Der Forschergarten ist ein Beitrag im Rahmen des „Grünen Klassenzimmers“, in dem die Landesgartenschau Kinder und Jugendliche für Natur, Umwelt, Technik, Mathematik, Biologie und Physik begeistern möchte. „Wir haben das Konzept für den Forschergarten mit Martin Kreymann (ZDI) und den Kita-Leitungen entwickeln, die sich im Haus der kleinen Forscher engagieren. Im Bauwagen können Kinder ohne Vorgaben und mit einfachsten Mitteln kreativ werden“, berichtet Jochen Eichenauer, Activity-Beauftragter des Lions-Clubs. Der Forschergarten entsteht gleich neben dem neuen Spielplatz an der Ringstraße auf einer Fläche von rund 500 Quadratmetern. Die Tiefbauarbeiten sind bereits abgeschlossen.

„Dort, wo der Bauwagen stehen wird, lassen wir Fallschutzmatten ausbreiten. Wir legen Pflanzbeete und einen Barfußpfad an“, betont Markus Ermen-Zielonka, Vizepräsident des Lions-Clubs. „Die sechs Pflanzkästen haben wir am Wochenende selbst aus Holz gebaut“, sagt er und freut sich darüber, dass der Forschergarten ein bisschen wie der aus der ZDF-Sendung „Löwenzahn“ wirken wird. Ein großes Sonnensegel soll im Sommer Schatten spenden. „Unser Club arbeitet immer ortsnah und orientiert sich an den Bedürfnissen von Kindern“, erläutert Jochen Eichenauer, warum sich der Lions-Club auf der Landesgartenschau engagiert. Ursprünglich habe man einen Mathe-Garten geplant, erzählt die Lions-Dame Renate Hirt. Doch die notwendigen Geräte seien zu aufwendig, der Nutzeffekt am Ende zu klein. „Ja, und so hat sich langsam die Idee eines Forschergartens entwickelt“, berichtet sie.

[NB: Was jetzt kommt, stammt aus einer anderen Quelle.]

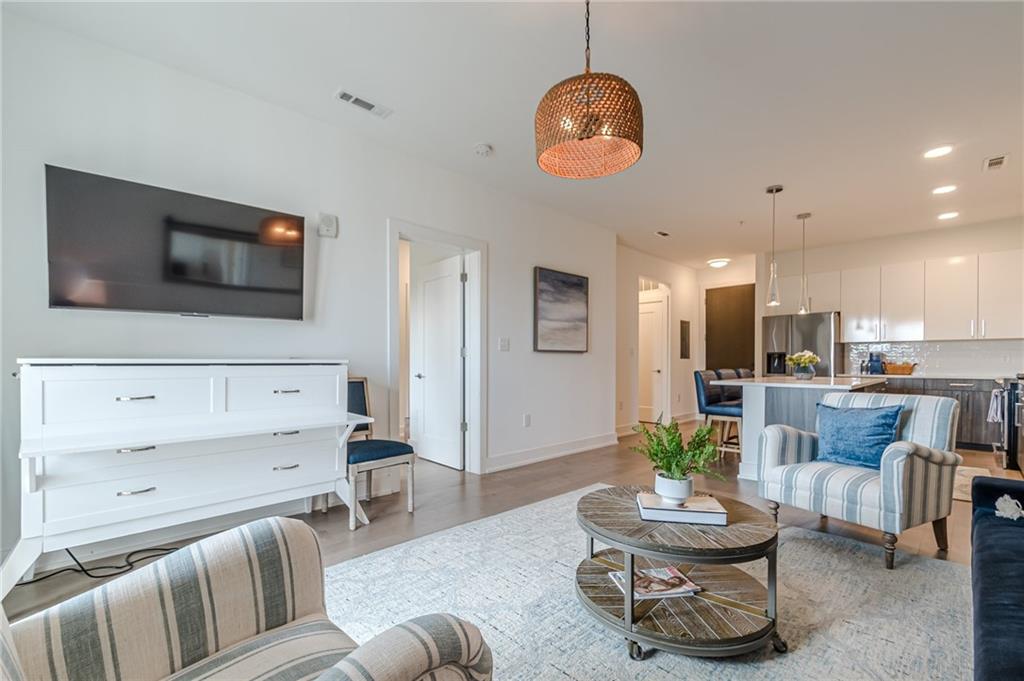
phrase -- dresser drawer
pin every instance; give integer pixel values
(212, 479)
(118, 399)
(78, 468)
(249, 393)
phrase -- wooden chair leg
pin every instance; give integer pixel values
(412, 503)
(941, 539)
(890, 546)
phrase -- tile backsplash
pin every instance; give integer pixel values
(996, 357)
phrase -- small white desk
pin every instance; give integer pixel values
(785, 399)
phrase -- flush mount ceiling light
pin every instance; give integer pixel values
(590, 125)
(938, 152)
(773, 297)
(805, 303)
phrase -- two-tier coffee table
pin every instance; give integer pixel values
(734, 612)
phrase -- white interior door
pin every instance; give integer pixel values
(652, 377)
(435, 362)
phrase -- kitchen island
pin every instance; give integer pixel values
(788, 400)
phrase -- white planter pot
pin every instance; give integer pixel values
(673, 491)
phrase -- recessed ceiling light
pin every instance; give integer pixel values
(938, 151)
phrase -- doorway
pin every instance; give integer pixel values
(436, 356)
(729, 327)
(653, 363)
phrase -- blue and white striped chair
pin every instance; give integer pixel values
(913, 485)
(243, 605)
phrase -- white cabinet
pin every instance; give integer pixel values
(902, 301)
(1000, 295)
(951, 298)
(823, 292)
(859, 304)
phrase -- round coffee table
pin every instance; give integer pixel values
(733, 613)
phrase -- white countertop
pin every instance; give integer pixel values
(817, 383)
(967, 375)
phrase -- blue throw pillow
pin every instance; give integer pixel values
(856, 436)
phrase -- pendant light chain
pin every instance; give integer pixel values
(587, 36)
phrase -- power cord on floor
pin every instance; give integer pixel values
(110, 570)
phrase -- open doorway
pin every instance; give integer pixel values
(436, 297)
(729, 327)
(653, 362)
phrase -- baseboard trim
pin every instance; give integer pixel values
(525, 457)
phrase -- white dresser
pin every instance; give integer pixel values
(118, 447)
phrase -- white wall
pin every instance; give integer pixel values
(741, 270)
(73, 102)
(1005, 235)
(682, 282)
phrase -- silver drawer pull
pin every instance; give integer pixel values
(132, 493)
(134, 450)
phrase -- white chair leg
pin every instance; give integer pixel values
(351, 501)
(410, 485)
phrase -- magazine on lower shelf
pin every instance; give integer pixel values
(656, 583)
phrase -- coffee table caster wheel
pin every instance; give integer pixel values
(637, 652)
(779, 644)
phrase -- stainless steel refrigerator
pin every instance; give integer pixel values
(786, 334)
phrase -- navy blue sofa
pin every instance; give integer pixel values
(997, 552)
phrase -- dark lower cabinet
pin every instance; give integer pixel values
(973, 430)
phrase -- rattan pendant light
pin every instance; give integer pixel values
(590, 125)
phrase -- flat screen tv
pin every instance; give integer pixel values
(120, 245)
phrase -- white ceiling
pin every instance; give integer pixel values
(835, 100)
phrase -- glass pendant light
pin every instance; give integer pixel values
(773, 297)
(805, 302)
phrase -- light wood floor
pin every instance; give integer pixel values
(446, 498)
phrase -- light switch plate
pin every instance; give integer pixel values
(328, 226)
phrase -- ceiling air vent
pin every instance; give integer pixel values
(376, 110)
(994, 163)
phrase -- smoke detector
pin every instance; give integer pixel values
(994, 162)
(376, 110)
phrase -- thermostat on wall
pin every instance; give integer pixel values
(328, 225)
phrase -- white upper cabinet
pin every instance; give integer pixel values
(859, 304)
(902, 301)
(1000, 295)
(823, 292)
(951, 298)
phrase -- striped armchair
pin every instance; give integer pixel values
(241, 605)
(913, 485)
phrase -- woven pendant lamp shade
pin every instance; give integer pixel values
(589, 126)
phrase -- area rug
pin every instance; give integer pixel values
(512, 575)
(962, 483)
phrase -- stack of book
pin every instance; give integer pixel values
(695, 510)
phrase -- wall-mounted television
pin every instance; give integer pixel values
(126, 246)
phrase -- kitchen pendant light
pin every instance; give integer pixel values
(590, 125)
(773, 297)
(805, 302)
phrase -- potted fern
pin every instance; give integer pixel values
(675, 463)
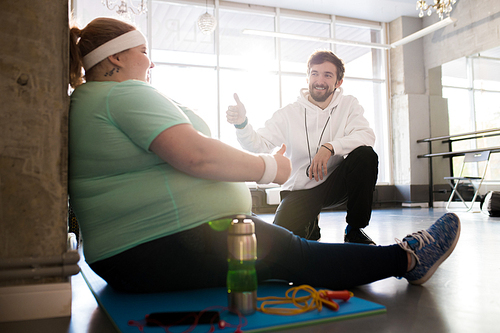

„Und mit dem Bauwagen sind wir flexibel aufgestellt. Nach der Gartenschau ist er anderweitig einsetzbar“, fügt Markus Ermen-Zielonka hinzu. Vier Themenbereiche deckt der Garten ab: Im Projekt „Alte Wissenschaftler – heute“ begeben sich die Kinder auf die Spuren von Archimedes, Leonardo Da Vinci, Otto Lilienthal, Johann Gutenberg und Goethe. Sie erfanden Dinge, die noch heute genutzt werden. Im Pflanzgarten experimentieren die Forscher mit Färber-, Duft- und Kräuterpflanzen. Es gibt einen kleinen Mathegarten, in dem die Kinder zum Beispiel die Hebelgesetze verstehen lernen. Ein weiterer Bereich ist die Bionik. Hier geht es um die Frage, was sich die Technik von der Natur abgucken kann und wie zum Beispiel der Lotus-Effekt funktioniert. Die Finanzierung des Forschergartens trägt der Lions-Club mit seinen 37 Mitgliedern. Die Kosten belaufen sich auf 20.000 Euro. Für August planen Renate Hirt und ihre Mitstreiter eine Fahrrad-Sternfahrt mit fünf befreundeten Lionsclubs zur Gartenschau. Sie ist als Sponsorenfahrt geplant. Der Lions-Club hat auch Erdmännchen-Figuren aus der Werkstatt von Rainer Bonk erworben und lässt sie von Schülern künstlerisch gestalten. Moderatorin Yvonne Willicks wird sie versteigern.